Esta fotografia vem publicada por Rui Guedes, Fotobiografia [de] Florbela Espanca. Lisboa: Dom Quixote, 1999, p. 107, com identificação dos seguintes elementos: (esquerda para a direita) Francisco da Cunha Marques, Alice Mendes de Morais Sarmento, Florbela Espanca, Lídia Amélia Nogueira, José Rodrigues Candeias, Joaquim da Cruz Margalho
Colegas do passado! Em vossas capas belas
Agoniza o luar das minhas ilusões,
Cantando brandamente ao meu brilho das estrelas
Um canto todo meu! Altivos corações,
Brilhantes olhos lindos, almas só de luz,
Ó doce riso em flor, bendita mocidade!
Eu lanço sobre vós, da humilde cruz,
A bênção sacrossanta ungida de saudade!
Andorinhas do céu que o vento da desgraça
Levou para longe! A amargosa taça
Do fel, da desdita ficou pra mim somente!

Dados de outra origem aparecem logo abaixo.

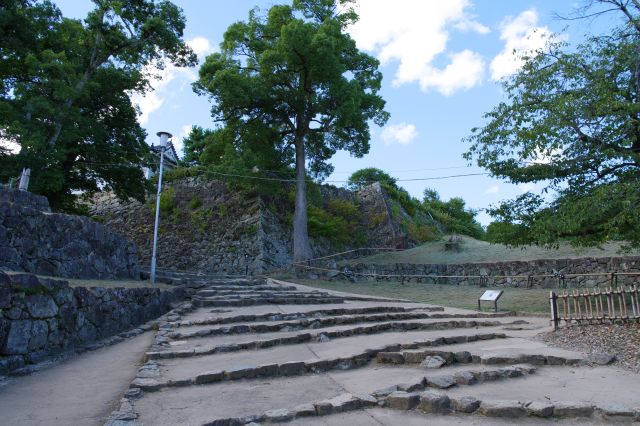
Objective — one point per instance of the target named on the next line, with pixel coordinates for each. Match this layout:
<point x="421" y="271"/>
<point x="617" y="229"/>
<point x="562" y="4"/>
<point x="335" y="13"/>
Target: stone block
<point x="533" y="359"/>
<point x="573" y="409"/>
<point x="432" y="362"/>
<point x="304" y="410"/>
<point x="466" y="404"/>
<point x="291" y="368"/>
<point x="402" y="400"/>
<point x="390" y="358"/>
<point x="431" y="402"/>
<point x="441" y="382"/>
<point x="39" y="334"/>
<point x="465" y="378"/>
<point x="615" y="411"/>
<point x="17" y="340"/>
<point x="40" y="306"/>
<point x="540" y="409"/>
<point x="505" y="408"/>
<point x="463" y="357"/>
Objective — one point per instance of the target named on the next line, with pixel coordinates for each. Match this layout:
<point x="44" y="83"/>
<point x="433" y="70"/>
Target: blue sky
<point x="441" y="61"/>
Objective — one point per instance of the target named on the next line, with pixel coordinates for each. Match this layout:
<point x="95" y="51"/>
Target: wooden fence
<point x="595" y="306"/>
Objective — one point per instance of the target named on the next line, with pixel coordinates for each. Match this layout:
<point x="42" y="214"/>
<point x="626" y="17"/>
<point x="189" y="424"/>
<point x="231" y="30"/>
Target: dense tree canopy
<point x="297" y="79"/>
<point x="572" y="121"/>
<point x="363" y="177"/>
<point x="65" y="92"/>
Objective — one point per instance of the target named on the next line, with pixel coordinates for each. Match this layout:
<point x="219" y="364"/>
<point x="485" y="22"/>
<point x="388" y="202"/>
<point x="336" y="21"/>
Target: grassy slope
<point x="473" y="250"/>
<point x="514" y="299"/>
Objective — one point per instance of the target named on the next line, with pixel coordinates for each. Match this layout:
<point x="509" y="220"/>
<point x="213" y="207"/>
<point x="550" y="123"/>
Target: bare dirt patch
<point x="621" y="340"/>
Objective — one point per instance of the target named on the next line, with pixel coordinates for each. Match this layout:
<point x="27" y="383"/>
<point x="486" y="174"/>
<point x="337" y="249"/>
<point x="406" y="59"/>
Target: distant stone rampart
<point x="32" y="239"/>
<point x="500" y="274"/>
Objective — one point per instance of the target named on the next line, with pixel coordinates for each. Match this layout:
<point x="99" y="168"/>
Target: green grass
<point x="456" y="296"/>
<point x="472" y="250"/>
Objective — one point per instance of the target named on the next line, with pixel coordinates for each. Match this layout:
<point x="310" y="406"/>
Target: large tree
<point x="297" y="75"/>
<point x="65" y="94"/>
<point x="571" y="120"/>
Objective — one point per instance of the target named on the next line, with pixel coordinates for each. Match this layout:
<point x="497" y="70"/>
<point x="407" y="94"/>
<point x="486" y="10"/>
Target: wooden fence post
<point x="553" y="300"/>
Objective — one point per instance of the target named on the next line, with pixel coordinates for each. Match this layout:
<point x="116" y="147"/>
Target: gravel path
<point x="621" y="340"/>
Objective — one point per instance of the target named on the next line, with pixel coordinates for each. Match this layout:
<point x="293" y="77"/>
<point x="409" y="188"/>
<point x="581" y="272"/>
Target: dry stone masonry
<point x="498" y="273"/>
<point x="43" y="317"/>
<point x="315" y="357"/>
<point x="32" y="239"/>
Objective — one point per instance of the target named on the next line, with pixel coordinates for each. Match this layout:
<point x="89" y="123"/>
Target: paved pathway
<point x="80" y="391"/>
<point x="250" y="352"/>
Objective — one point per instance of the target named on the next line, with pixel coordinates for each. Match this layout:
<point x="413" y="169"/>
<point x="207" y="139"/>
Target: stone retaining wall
<point x="32" y="239"/>
<point x="585" y="265"/>
<point x="43" y="317"/>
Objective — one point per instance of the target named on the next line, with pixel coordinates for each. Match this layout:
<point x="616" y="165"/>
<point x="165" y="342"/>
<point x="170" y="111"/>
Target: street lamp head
<point x="164" y="138"/>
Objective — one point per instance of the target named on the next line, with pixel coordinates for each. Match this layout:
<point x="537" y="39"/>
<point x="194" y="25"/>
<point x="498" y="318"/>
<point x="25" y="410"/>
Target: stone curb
<point x="279" y="316"/>
<point x="306" y="337"/>
<point x="294" y="368"/>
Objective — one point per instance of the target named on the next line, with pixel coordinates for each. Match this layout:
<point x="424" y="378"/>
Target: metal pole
<point x="164" y="137"/>
<point x="24" y="180"/>
<point x="155" y="228"/>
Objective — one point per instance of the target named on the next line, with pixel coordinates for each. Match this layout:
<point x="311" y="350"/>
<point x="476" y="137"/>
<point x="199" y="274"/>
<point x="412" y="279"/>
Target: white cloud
<point x="526" y="187"/>
<point x="464" y="72"/>
<point x="415" y="33"/>
<point x="402" y="133"/>
<point x="521" y="35"/>
<point x="154" y="99"/>
<point x="492" y="190"/>
<point x="11" y="145"/>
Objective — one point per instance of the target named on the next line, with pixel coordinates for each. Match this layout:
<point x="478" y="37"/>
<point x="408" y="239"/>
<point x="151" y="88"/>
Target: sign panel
<point x="491" y="295"/>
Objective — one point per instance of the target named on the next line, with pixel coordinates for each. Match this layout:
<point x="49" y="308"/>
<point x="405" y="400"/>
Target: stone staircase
<point x="257" y="352"/>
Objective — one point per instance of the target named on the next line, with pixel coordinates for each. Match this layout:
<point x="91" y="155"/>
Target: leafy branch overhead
<point x="571" y="120"/>
<point x="64" y="96"/>
<point x="297" y="78"/>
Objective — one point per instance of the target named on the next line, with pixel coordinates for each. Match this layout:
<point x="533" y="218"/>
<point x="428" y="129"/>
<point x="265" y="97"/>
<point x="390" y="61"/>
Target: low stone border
<point x="316" y="323"/>
<point x="429" y="402"/>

Aonde estareis vós agora amigos d' outrora?
Rindo, talvez cantando enquanto est’alma chora
Rezando enternecida esta oração dolente!...
Florbela Espanca in, Poesia Completa 3ªedicão
Publicações Dom Quixote 2002
(Há cerca de dois meses, o Adelino Santos desafiou-me a escrever alguma coisa sobre a nossa antiga colega Florbela Espanca, a mais célebre das AALNE (Antigas Alunas do Liceu Nacional de Évora) e ainda hoje tida como a maior poetisa, não obstante Natália Correia, Sofia de Melo Breyner e Maria Teresa Horta . Acontece que outro alguém já se havia antecipado e demonstrando profundo conhecimento sobre a vida e obra da nossa ilustre colega as dissecara admiravelmente e com aplauso geral. De modo que meti a viola no saco e qual o outro sapateiro remendão fiz igualmente questão em não ir além da chinela. Mas porque faz depois de amanhã, dia 8 de Dezembro, 119 anos que Florbela nasceu e 83 que decidiu por termo à vida, eu resolvi, como seu grande admirador, evocar a sua vida, em jeito de homenagem a prestar-lhe. Este escrito será seguido de mais dois que ajudarão a rememorar o passado desta mulher que foi seguramente uma figura de excepção da sociedade portuguesa do seu tempo, arrostando com um destino trágico, amargo e cruel que traduziu numa obra de altíssima qualidade literária dominada pela solidão, pela ansiedade, o desespero, a vida e a morte, o erotismo, a feminilidade e o panteísmo.)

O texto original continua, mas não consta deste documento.